Sarebbe molto più ragionevole intervenire in maniera strutturale sull’Irpef (correggendo il pastrocchio degli 80 euro
Secondo, mentre è giustissimo ridurre le tasse, la scelta di partire dalla Tasi non lo è. È vero che il governo ha ridotto il costo del lavoro con interventi precedenti (80 euro, intervento Irap, etc.), ma il cuneo fiscale, ovvero la differenza tra il costo di un lavoratore per una impresa e quanto da questi percepito, resta molto elevato, circa 13 punti percentuali in più rispetto alla media Ocse e quasi 8 punti in più della Spagna (dati 2015). Infatti, se guardiamo alla imposizione implicita sul lavoro, ovvero il rapporto tra gettito effettivo sui redditi da lavoro in rapporto alla loro consistenza, l’Italia registra un 42,3 percento, contro i 38,6 di Francia, 37,1 di Germania e 33,2 di Spagna (dati 2011). Quindi, sembra molto più ragionevole intervenire in maniera strutturale sull’Irpef (correggendo il pastrocchio degli 80 euro che vengono, correttamente, registrati come spesa dalle agenzie statistiche europee) o sui contributi sociali. In questo modo si favorirebbero quei germogli di ripresa evidenti nel mercato del lavoro.
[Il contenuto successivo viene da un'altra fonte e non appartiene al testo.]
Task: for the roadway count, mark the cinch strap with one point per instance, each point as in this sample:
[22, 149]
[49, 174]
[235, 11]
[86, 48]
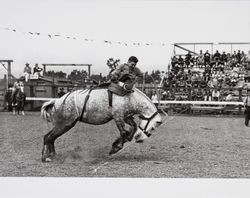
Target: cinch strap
[85, 104]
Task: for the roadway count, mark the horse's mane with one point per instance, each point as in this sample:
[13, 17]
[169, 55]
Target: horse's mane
[144, 95]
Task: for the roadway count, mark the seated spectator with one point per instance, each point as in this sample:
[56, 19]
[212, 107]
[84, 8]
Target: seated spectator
[200, 59]
[223, 57]
[27, 72]
[229, 96]
[199, 95]
[61, 92]
[215, 94]
[37, 70]
[207, 58]
[216, 57]
[174, 61]
[188, 58]
[180, 61]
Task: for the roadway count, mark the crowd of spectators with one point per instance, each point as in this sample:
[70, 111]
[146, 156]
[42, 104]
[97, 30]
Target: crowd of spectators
[206, 74]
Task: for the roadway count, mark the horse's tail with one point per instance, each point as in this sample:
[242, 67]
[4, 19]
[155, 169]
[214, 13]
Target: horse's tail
[46, 110]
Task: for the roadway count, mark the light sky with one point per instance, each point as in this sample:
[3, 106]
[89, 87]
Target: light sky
[144, 22]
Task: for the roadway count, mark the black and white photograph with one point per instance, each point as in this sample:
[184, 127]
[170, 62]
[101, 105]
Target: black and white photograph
[125, 98]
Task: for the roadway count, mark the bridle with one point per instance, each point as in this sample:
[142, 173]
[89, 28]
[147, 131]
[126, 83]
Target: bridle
[148, 119]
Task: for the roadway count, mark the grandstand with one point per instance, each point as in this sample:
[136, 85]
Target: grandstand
[197, 72]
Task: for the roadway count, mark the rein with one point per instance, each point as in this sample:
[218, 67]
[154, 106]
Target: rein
[148, 119]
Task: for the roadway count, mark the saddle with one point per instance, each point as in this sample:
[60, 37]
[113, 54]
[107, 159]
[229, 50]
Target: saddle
[123, 86]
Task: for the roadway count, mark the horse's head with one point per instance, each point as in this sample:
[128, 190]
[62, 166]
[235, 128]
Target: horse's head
[150, 119]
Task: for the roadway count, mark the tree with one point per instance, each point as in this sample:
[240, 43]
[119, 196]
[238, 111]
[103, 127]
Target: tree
[54, 74]
[77, 75]
[112, 63]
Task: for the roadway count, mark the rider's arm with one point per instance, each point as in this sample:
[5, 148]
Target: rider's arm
[116, 73]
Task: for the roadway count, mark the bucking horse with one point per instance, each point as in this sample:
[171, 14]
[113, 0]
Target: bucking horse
[98, 106]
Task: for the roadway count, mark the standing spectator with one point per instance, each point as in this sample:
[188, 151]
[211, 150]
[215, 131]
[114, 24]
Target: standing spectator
[248, 59]
[238, 56]
[37, 70]
[27, 72]
[216, 56]
[180, 61]
[207, 58]
[247, 108]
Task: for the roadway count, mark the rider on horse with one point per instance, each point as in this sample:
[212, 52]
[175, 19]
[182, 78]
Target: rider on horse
[17, 85]
[128, 69]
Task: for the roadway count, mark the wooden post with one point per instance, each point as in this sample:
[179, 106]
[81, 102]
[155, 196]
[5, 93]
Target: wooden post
[240, 99]
[89, 71]
[9, 72]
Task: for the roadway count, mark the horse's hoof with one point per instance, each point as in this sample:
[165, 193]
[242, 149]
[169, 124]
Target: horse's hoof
[114, 150]
[46, 159]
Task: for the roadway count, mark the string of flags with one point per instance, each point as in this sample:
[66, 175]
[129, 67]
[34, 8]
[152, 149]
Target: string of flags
[53, 36]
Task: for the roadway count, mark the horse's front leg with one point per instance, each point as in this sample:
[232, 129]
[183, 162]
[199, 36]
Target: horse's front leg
[130, 134]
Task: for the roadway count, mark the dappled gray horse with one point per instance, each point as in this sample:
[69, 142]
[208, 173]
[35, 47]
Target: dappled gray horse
[93, 107]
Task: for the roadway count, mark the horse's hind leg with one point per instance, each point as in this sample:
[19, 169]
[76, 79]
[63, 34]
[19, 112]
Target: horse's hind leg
[48, 151]
[130, 134]
[124, 134]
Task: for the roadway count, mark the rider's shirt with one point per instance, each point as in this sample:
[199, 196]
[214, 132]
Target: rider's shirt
[18, 85]
[126, 69]
[247, 101]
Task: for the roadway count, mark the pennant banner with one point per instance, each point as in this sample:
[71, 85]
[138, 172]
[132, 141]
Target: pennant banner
[52, 35]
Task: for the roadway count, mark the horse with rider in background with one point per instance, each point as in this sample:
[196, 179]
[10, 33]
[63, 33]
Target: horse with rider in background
[119, 101]
[19, 100]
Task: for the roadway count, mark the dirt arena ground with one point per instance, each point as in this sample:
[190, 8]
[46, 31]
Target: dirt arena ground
[185, 147]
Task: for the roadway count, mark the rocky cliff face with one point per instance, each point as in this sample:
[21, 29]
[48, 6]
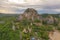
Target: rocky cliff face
[29, 13]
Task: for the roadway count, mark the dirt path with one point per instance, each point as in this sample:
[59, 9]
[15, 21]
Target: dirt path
[55, 35]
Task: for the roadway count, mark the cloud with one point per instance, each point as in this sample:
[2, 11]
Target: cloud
[42, 5]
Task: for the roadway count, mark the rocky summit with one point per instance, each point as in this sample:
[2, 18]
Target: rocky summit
[29, 13]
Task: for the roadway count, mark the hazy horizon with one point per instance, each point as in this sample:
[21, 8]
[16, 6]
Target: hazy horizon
[18, 6]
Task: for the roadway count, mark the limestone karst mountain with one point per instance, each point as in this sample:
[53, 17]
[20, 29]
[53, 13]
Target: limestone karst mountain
[29, 13]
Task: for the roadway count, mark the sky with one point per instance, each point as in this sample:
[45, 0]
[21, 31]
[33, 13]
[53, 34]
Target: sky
[18, 6]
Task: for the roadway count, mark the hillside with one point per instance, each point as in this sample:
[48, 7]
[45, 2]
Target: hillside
[30, 25]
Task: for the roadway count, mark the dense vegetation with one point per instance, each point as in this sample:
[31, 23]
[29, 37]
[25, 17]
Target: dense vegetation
[24, 30]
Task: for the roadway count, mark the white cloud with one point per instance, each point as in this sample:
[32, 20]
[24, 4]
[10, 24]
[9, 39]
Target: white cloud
[15, 6]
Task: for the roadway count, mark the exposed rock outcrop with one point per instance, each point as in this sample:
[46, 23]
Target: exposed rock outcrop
[29, 13]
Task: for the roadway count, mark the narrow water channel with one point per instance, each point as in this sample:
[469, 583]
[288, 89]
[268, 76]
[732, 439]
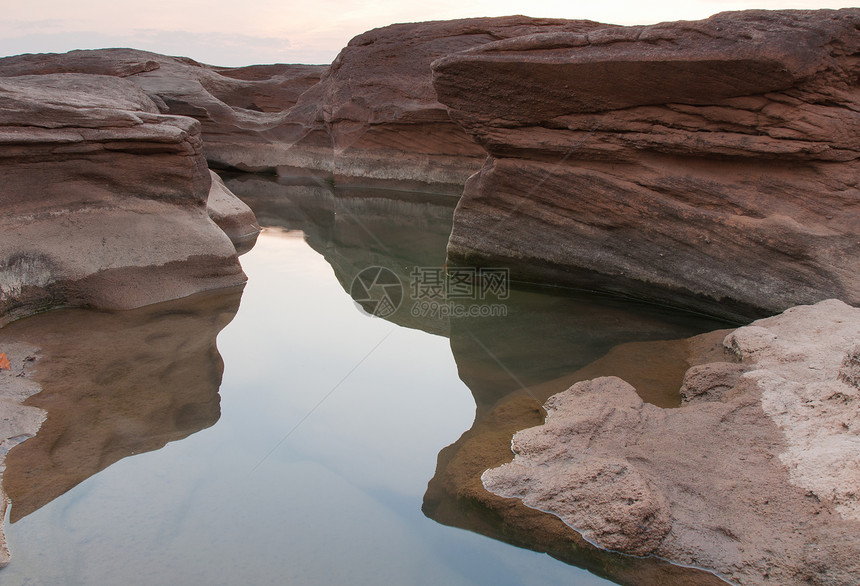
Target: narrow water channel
[309, 463]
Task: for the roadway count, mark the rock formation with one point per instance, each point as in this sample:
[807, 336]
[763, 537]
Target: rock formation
[709, 164]
[19, 422]
[756, 482]
[241, 110]
[114, 384]
[374, 114]
[104, 199]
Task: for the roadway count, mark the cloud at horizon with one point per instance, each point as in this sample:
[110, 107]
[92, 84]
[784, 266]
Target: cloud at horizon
[267, 32]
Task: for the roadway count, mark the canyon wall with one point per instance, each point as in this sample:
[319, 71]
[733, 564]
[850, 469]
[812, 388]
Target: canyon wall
[710, 165]
[104, 199]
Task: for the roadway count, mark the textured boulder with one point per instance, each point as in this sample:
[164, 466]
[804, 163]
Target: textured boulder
[374, 113]
[241, 110]
[709, 164]
[757, 484]
[104, 199]
[18, 422]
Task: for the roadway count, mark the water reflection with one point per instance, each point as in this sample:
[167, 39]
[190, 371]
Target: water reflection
[546, 341]
[115, 384]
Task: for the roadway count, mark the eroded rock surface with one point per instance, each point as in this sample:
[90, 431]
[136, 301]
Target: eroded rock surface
[104, 199]
[113, 384]
[375, 115]
[242, 110]
[709, 164]
[18, 422]
[756, 482]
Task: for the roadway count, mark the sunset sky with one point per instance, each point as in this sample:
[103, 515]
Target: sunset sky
[268, 31]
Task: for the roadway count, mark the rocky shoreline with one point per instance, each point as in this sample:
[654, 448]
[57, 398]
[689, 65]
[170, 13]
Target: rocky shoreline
[708, 165]
[754, 477]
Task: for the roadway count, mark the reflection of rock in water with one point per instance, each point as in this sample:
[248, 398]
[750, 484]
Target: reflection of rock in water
[113, 385]
[544, 342]
[356, 228]
[544, 337]
[456, 496]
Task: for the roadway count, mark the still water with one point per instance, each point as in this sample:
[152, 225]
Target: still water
[308, 464]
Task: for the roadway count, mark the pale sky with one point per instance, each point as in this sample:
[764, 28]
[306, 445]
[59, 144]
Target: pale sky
[278, 31]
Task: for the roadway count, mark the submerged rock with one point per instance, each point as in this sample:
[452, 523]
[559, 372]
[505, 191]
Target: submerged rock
[756, 483]
[113, 384]
[104, 199]
[18, 422]
[709, 164]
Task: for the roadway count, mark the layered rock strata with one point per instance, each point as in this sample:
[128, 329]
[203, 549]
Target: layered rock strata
[242, 110]
[375, 115]
[104, 199]
[709, 164]
[754, 477]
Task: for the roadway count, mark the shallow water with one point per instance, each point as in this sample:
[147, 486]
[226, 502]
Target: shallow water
[315, 467]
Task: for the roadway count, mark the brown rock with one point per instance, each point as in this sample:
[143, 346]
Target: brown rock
[232, 215]
[104, 199]
[374, 113]
[113, 384]
[241, 110]
[709, 164]
[758, 486]
[17, 421]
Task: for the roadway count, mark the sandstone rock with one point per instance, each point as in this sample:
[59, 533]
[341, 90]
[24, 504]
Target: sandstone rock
[104, 199]
[807, 387]
[17, 422]
[241, 110]
[113, 384]
[709, 164]
[756, 483]
[374, 114]
[232, 215]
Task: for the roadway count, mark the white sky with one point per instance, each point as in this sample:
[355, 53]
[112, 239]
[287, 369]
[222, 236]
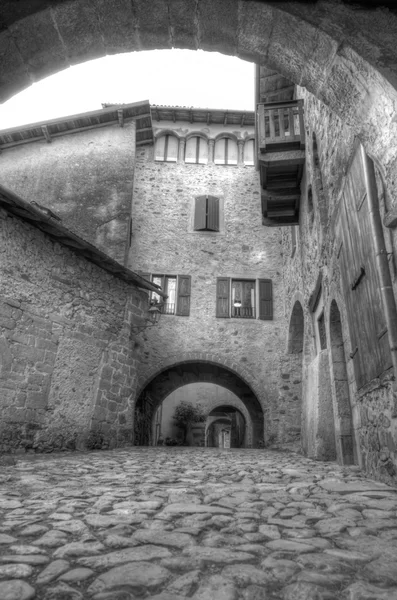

Difficile che un reddito netto aggiuntivo di circa 15 euro in più al mese cambi le abitudini delle circa 18 milioni di famiglie italiane che possiedono un immobile
Terzo, anche se l’eliminazione della Tasi fosse coperta strutturalmente da minori spese, non è detto che il provvedimento avrebbe l’effetto economico sperato. L’importo annuo medio della Tasi, per una famiglia senza figli, è circa 200 euro nelle città capoluogo, e 166 negli altri comuni: difficile che un reddito netto aggiuntivo di circa 15 euro in più al mese cambi le abitudini delle circa 18 milioni di famiglie italiane che possiedono un immobile, o che stimoli le compravendite immobiliari. Se l’obiettivo fosse quest’ultimo, molto meglio intervenire sulle imposte di registro, che sulla prima casa sono pari al 2% (molto più alte invece su abitazioni diverse dalla prima casa): per esempio, 4000 euro per una abitazione del valore di 200mila euro. Inoltre, l’acquisto dell’abitazione principale, in Italia come in altri paesi, già beneficia del trattamento fiscale favorevole relativo alle rate del mutuo spesso acceso per finanziare l’acquisto.
La scelta del governo sembra più dettata dalla convenienza politica che da un obiettivo di politica economica. La Tasi è un imposta indigesta proprio perché tante famiglie possiedono una casa (il 75% in Italia, contro il 53 di Germania e 64 di Stati Uniti), mentre pochi italiani pagano le tasse: i contribuenti effettivi (ovvero che pagano almeno 1 euro di tasse) sono solo 31 milioni, e il 4 percento dei contribuenti paga un terzo dell’Irpef complessiva (dati 2013).